Hailed for his “wonderfully warm, pliant, spontaneous playing” by the Washington Post, award winning pianist David Korevaar is in demand as a soloist, chamber musician and collaborator. Korevaar has performed and given master classes throughout the United States, Europe, Asia, and Central and South America. Recent highlights include recitals and master classes in Taipei, and a tour of Brazil, with recitals and master classes in São Paulo, Porto Alegre, Rio de Janeiro, João Pessoa, Recife and Natal. He has also concertized and given master classes in Kazakhstan and Tajikistan as part of the U.S. State Department’s Cultural Envoy program and taught at the Afghanistan National Institute of Music (ANIM) in Kabul.

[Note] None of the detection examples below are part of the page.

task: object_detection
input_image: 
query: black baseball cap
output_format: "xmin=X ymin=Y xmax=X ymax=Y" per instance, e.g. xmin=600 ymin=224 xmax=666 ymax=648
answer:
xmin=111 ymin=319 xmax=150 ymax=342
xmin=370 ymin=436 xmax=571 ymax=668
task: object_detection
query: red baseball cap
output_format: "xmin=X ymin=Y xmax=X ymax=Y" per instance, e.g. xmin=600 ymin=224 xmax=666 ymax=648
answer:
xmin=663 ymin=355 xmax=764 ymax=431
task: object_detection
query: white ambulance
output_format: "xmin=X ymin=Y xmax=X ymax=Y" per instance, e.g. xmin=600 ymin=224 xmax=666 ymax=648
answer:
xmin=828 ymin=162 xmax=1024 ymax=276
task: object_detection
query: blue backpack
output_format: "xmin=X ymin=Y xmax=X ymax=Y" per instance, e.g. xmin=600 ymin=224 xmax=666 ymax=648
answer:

A passionate and committed collaborator, Korevaar is a founding member of the Boulder Piano Quartet, currently in residence at The Academy in Boulder, for which he curates a chamber music series. He performs regularly with the Takács Quartet, and recently appeared with them on the Great Performers Series at New York’s Lincoln Center. Korevaar performs and records with distinguished colleagues including the New York Philharmonic Ensembles, violinists Charles Wetherbee, Anne Akiko Myers, Vadim Gluzman, Chee-Yun, Harumi Rhodes, Edward Dusinberre, Emi Ohi Resnick and Philip Quint, violists Geraldine Walther and Matthew Dane, cellists David Requiro and Peter Wyrick, flutists Alexa Still and Christina Jennings and the Shanghai, Manhattan, and Colorado Quartets. He has appeared on some of the country’s most distinguished chamber music series at Carnegie Hall, the Library of Congress, Metropolitan Museum of Art, the Phillips Collection, Spivey Hall, the 92nd Street Y, the Gardner Museum, the Krannert Center, the Ordway Theater, Kennedy Center, Davies Symphony Hall and for the La Jolla Chamber Music Society, among others.

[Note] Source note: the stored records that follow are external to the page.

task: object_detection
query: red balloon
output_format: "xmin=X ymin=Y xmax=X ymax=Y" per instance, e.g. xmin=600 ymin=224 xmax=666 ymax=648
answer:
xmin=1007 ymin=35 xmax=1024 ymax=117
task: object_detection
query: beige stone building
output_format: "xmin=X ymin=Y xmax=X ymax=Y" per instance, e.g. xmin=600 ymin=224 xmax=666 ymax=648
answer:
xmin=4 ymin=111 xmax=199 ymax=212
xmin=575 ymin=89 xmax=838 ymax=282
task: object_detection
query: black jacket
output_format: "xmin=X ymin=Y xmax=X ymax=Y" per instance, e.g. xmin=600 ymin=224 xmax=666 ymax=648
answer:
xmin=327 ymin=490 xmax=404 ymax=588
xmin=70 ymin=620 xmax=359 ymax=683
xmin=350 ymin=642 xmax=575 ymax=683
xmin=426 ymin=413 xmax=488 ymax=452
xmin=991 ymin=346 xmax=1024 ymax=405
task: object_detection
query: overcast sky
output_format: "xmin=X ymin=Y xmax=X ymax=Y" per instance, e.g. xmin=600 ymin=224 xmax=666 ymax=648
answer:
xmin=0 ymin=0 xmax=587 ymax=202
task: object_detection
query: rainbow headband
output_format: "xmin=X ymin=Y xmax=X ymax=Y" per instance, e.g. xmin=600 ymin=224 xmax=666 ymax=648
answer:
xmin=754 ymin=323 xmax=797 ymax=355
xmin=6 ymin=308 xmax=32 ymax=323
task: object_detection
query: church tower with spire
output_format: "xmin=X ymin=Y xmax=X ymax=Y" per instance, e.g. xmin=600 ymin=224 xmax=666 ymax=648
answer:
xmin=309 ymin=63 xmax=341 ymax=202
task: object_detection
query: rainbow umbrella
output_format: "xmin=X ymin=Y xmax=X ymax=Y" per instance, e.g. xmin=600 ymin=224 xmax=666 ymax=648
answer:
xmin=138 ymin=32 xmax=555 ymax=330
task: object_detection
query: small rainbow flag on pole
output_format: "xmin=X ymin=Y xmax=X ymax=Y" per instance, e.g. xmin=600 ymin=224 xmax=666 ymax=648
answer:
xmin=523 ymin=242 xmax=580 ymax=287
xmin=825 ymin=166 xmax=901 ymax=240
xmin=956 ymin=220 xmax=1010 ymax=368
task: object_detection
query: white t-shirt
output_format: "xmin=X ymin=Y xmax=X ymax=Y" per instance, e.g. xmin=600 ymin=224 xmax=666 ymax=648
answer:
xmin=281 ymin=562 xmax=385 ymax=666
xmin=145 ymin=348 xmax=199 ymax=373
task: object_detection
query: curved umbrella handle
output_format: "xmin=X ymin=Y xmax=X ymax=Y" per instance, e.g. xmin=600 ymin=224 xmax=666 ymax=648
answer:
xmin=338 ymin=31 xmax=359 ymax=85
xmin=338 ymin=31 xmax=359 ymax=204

Korevaar is dedicated to championing the works of contemporary composers and has performed and recorded works by Lera Auerbach, David Carlson, Robert Xavier Rodriguez, Paul Schonfield, Aaron Jay Kernis, George Rochberg, George Crumb, Stephen Jaffe, and performed the New York premiere of Harrison’s Clocks by Harrison Birtwistle. His long-standing advocacy of the music of Lowell Liebermann led to a recent residency by the composer at the University of Colorado. He regularly performs works by University of Colorado colleagues Michael Theodore, Mike Barnett, and Carter Pann, as well as works by aspiring and established composers in his mission to inspire future generations.

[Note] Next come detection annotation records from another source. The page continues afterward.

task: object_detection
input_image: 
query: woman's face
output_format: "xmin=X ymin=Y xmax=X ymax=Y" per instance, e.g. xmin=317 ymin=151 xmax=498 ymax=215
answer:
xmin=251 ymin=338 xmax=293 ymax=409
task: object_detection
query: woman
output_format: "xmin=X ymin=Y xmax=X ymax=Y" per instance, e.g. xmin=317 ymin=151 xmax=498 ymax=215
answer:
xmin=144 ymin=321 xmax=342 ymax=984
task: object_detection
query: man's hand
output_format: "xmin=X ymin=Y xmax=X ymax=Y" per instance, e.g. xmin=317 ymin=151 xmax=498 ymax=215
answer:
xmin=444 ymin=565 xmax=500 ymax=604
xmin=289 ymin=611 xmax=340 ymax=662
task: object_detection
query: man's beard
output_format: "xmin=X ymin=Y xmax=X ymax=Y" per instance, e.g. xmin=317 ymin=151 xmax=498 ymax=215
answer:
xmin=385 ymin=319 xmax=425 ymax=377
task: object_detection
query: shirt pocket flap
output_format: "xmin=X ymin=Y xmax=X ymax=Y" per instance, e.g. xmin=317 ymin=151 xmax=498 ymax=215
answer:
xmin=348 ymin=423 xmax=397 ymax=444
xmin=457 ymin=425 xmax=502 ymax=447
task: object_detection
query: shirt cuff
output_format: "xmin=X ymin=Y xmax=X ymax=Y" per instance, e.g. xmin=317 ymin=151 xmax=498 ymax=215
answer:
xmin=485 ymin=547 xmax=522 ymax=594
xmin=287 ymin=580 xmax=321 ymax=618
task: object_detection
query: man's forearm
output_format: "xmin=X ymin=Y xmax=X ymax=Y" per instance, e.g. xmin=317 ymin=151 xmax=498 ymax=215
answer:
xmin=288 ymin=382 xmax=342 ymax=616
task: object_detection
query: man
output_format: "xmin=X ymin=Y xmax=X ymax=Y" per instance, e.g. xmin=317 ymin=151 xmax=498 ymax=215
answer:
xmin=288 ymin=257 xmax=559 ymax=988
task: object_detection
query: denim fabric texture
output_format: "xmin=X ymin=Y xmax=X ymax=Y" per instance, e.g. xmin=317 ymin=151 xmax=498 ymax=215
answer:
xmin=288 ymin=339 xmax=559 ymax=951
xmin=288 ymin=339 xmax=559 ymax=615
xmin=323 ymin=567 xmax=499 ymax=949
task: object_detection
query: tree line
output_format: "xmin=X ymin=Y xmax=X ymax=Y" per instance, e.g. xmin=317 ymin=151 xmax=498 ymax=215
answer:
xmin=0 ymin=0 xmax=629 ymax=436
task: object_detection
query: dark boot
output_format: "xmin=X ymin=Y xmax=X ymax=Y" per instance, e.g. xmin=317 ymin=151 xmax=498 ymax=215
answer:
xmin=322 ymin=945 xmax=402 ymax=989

Balancing an active performing schedule along with teaching at the University of Colorado, Boulder, Korevaar is a Distinguished Professor, only the second to bear that title in the College of Music and holds the Peter and Helen Weil fellowship in piano. He was also honored by the University in 2016 as a Distinguished Research Lecturer, a first in the College of Music.

Korevaar’s honors include the Richard French award from the Juilliard School, honoring his doctoral document on Ravel’s Miroirs, top prizes from the University of Maryland William Kapell International Piano Competition and the Peabody-Mason Foundation, as well as the prize for best performance of French music at the Robert Casadesus International Competition. He was also a winner of Young Concert Artists as a member of the group Hexagon.

David Korevaar began piano studies at age six in San Diego, California, with Sherman Storr—an alumnus and former faculty member of the CU College of Music. At age 13 he became a student of the great American virtuoso Earl Wild. By age 20 he had earned his Bachelor’s and Master’s degrees from the Juilliard School, where he continued his studies with Earl Wild. He completed his Doctor of Musical Arts at the Juilliard School as a student of Abbey Simon. A very important mentor and teacher was French pianist Paul Doguereau, who had been a student of Egon Petri, and studied the music of Fauré and Debussy with Fauré’s student Roger-Ducasse, and the music of Ravel with the composer.

Prior to joining the faculty of the University of Colorado in 2000, Korevaar taught at the Westport School of Music in Connecticut as Artist-Teacher. He is a Shigeru Kawai artist.

When not performing and teaching David enjoys reading, and running and hiking in the Colorado mountains.